Define-se pois um autoconceito instável pelo que é comum agir de formas muito distintas em diferentes momentos/contextos ou grupos sociais, adotando mesmo personagens diferentes em contextos diferentes, o que seria muito mais para além das dúvidas existenciais típicas do adolescente comum.
São escassos os estudos, por razões éticas, no entanto, a investigação sugere que a combinação de fatores de risco distantes e proximais, genéticos ou ambientais, aumentam o risco do adolescente desenvolver um funcionamento de personalidade Bordeline. Fatores como conflito familiar crónico, dúvidas ou questões permanentes que se prendem com a sexualidade, acontecimentos de vida stressantes recentes como uma história de abuso sexual ou físico; história de negligência, episódios de bullying, conhecimento e/ou exposição a suicídio de alguém querido, ou próximo, entre outros. Estes acontecimentos de vida devem ser olhados com particular cuidado.
O que podem pais/professores fazer?
É difícil por vezes relembrar como foi ser adolescente, aquela zona cinzenta em que já não se é criança mas também ainda não se tem os mesmos privilégios e direitos dos adultos.
Compreender a instabilidade emocional na adolescência pode constituir um desafio, pois a sua apresentação poderá ser diferente do que se acredita ser comum. Manter um olhar atento e cuidado no jovem que parece triste/depressivo e isolado é fundamental.
A PPbordeline é uma perturbação tratável, é contudo frequente o abandono precoce das intervenções terapêuticas, ou a recusa da necessidade da mesma. Assim, ofereça apoio, estabeleça limites claros na vossa relação e para o jovem, otimize a comunicação (em particular das emoções) e incentive procura de ajuda!
É imprescindível uma atitude não crítica face ao comportamento do jovem, e procurar perceber o que levou e leva a determinados comportamentos como a querer magoar-se, o foco deverá ser ajudá-lo a exteriorizar o que sente. Não significa isto que não possa, ou deva, partilhar o que sente, aliás até é importante que o jovem perceba que às vezes é normal sentir-se assoberbado pelas emoções e assim trabalharem nas VOSSAS emoções. Por vezes, os pais receiam que ao falar sobre este tema, possam reforçar os comportamentos dos adolescentes. Se o jovem grita por atenção dê-lhe, OIÇA-O! E neste sentido, foque-se não no comportamento e em cessá-lo, mas no que está a provocar o mesmo.

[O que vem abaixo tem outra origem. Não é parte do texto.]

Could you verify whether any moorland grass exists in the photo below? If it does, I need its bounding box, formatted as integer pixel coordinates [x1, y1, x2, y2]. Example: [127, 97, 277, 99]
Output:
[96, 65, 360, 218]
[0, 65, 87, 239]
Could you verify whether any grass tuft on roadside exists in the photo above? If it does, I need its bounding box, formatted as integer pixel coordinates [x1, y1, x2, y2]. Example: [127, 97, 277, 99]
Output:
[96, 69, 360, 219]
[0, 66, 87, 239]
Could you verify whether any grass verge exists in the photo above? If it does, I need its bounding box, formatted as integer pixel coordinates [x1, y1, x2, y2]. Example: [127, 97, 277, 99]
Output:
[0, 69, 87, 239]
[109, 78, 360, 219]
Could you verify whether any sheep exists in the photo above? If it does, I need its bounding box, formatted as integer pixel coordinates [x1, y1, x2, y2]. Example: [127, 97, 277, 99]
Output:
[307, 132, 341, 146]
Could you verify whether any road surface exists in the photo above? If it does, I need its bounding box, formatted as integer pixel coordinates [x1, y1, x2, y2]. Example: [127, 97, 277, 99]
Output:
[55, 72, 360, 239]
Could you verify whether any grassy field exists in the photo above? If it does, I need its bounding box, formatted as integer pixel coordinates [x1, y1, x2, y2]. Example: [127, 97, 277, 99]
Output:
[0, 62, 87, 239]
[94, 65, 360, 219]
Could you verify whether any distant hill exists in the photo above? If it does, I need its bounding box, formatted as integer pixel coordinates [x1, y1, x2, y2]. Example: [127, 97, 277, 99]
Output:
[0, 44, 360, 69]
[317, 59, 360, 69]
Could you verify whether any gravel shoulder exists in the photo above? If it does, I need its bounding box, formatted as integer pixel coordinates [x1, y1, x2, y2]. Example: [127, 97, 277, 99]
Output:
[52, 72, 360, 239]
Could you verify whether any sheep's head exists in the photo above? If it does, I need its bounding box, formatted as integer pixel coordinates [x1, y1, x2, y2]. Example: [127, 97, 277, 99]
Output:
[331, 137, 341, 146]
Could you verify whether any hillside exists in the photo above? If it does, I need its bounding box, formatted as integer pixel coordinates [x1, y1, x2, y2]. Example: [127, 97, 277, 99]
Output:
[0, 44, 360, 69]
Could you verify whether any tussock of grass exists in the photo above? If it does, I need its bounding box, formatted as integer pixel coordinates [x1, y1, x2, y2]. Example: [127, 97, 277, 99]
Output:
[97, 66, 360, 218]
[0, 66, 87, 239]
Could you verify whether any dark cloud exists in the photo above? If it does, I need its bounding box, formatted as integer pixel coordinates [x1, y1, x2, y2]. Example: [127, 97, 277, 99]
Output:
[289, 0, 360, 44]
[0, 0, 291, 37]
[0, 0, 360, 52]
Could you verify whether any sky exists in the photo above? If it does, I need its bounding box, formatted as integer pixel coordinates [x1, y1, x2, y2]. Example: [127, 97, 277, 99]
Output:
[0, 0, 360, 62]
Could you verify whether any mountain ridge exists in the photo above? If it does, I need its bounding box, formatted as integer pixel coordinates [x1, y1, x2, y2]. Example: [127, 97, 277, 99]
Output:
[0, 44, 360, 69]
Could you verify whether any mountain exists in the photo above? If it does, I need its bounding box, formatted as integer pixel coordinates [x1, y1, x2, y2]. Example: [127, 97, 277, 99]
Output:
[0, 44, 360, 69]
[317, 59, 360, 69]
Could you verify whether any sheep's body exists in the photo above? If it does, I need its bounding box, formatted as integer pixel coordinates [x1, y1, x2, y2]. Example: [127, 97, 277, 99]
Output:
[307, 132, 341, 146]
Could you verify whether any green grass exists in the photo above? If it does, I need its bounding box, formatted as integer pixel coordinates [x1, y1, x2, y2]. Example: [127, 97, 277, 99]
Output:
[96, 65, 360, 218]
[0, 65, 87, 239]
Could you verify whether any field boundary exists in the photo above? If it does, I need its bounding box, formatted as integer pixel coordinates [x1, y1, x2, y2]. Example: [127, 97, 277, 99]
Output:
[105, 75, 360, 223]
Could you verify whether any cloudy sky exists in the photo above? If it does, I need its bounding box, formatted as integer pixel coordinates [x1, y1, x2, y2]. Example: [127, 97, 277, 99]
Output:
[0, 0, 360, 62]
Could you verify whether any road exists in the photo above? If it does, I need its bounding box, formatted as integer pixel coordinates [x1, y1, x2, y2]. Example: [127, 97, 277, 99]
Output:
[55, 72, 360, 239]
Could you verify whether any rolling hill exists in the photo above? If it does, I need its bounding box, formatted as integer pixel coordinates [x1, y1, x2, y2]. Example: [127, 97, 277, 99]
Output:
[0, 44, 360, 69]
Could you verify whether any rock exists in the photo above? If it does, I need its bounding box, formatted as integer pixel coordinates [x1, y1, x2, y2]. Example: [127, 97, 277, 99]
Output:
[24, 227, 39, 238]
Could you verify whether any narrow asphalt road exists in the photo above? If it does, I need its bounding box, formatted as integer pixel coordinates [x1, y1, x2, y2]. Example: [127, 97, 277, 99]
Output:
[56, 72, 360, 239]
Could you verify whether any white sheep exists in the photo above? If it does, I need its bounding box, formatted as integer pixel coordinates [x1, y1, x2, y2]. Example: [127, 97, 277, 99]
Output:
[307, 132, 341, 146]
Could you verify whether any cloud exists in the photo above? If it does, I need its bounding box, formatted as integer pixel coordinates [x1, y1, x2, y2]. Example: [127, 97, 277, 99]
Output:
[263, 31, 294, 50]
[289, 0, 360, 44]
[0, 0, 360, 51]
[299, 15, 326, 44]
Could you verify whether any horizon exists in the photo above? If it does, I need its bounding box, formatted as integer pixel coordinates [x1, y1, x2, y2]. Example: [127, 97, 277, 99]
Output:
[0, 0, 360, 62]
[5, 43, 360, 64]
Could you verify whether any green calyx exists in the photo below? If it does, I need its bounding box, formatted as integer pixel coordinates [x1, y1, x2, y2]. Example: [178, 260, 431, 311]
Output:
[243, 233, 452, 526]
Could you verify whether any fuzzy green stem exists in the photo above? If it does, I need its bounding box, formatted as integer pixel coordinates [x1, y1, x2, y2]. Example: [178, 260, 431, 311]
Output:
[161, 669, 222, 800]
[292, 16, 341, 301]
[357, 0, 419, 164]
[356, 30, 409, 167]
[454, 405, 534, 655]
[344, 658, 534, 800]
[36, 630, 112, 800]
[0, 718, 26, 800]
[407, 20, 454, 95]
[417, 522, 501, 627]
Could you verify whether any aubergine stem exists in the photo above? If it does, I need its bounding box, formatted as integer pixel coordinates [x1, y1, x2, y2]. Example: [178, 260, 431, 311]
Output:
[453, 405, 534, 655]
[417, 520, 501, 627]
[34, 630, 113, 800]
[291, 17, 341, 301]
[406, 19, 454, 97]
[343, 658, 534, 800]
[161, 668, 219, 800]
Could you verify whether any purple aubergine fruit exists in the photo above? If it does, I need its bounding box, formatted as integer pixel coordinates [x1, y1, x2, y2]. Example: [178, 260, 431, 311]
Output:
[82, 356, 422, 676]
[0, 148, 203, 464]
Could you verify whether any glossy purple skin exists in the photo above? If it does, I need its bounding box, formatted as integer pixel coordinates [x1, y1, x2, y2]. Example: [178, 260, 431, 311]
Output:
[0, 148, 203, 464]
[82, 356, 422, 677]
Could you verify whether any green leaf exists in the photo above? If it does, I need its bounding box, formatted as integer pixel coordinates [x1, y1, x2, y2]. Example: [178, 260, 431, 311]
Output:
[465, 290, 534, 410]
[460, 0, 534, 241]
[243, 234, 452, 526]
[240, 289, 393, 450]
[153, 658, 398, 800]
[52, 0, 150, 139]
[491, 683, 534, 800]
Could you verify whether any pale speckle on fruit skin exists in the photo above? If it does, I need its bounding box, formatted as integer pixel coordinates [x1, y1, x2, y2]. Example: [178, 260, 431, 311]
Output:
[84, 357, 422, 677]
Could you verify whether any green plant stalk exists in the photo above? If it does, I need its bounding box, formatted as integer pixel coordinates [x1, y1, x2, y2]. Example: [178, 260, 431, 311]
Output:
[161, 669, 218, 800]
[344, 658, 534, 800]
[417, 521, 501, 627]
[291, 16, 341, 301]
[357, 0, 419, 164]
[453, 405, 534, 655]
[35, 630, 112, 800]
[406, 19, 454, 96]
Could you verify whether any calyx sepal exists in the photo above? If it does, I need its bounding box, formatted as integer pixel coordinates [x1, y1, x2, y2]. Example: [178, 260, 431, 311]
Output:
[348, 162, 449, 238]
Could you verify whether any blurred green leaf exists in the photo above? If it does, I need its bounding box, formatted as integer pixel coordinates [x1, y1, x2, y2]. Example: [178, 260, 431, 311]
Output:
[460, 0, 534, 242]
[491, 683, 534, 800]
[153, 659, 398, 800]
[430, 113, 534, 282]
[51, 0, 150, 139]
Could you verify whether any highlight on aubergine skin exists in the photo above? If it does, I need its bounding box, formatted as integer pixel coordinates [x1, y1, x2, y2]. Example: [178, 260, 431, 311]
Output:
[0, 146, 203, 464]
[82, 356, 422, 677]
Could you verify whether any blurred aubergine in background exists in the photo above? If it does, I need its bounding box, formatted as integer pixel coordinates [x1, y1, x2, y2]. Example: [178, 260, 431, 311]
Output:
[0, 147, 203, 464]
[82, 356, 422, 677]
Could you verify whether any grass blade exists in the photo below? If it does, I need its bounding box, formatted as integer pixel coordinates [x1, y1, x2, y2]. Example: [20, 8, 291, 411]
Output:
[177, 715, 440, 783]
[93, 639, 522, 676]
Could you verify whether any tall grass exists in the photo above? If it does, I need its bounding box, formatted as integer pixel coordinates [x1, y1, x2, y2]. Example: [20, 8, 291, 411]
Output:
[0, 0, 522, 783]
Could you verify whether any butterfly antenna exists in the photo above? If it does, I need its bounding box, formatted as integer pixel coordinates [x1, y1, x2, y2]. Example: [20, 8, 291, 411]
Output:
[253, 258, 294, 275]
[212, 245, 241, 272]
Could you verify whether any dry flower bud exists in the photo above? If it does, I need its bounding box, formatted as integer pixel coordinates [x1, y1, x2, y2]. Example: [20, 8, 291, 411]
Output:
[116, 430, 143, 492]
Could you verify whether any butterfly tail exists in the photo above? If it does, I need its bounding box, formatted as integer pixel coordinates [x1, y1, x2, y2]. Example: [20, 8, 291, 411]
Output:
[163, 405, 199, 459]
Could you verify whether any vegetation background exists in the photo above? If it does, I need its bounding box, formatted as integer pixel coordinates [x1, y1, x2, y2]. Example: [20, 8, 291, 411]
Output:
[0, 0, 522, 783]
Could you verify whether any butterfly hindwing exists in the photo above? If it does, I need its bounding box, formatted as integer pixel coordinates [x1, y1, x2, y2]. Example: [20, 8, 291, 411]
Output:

A comunicação é fundamental! Expresse a sua preocupação e amor. Faça perguntas sobre as mudanças que nota. Entenda-se, e.g. que uma discussão com um amigo ou o término do namoro poderá não parecer de grande importância, afinal o “tempo cura tudo”, mas para o jovem a vivência daquela poderá ser imensamente doloroso e desesperante. É muito importante não desvalorizar o que o jovem verbaliza sentir! Pois poderá potencializar o seu sentimento de desesperança. Se o seu filho não se sente confortável a falar consigo, sugira alguém neutro, um familiar, tio, tia, avós, professor/treinador ou mesmo a ajuda de alguém especializado. Não minimize estes comportamentos! O primeiro passo deverá ser procurar ajuda especializada que o ajude a “ler” o que está a acontecer.
Mostre-se disponível para ouvir sem crítica, a probabilidade é que ela/e queira falar, pedir ajuda e não saiba como ou tenha demasiada vergonha ou medo de pedir ajuda e perder o seu amor. Dessa forma fale com a sua filha (ou filho) apenas quando sentir que está calmo e é capaz de ouvir TUDO o que ela possa ter a dizer! A sua atitude é determinante!
Encoraje-o a procurar formas saudáveis de expressar e lidar com as suas emoções, como yoga, meditação, relaxamento, exercícios de mindfulness .
Em suma, a literatura e a experiência ditam, observe, descreva e fale abertamente do que vê e pergunte. Na dúvida procure AJUDA para si, para o jovem, para AMBOS! Afinal “não somos o que nos aconteceu, mas o que escolhemos ser!”.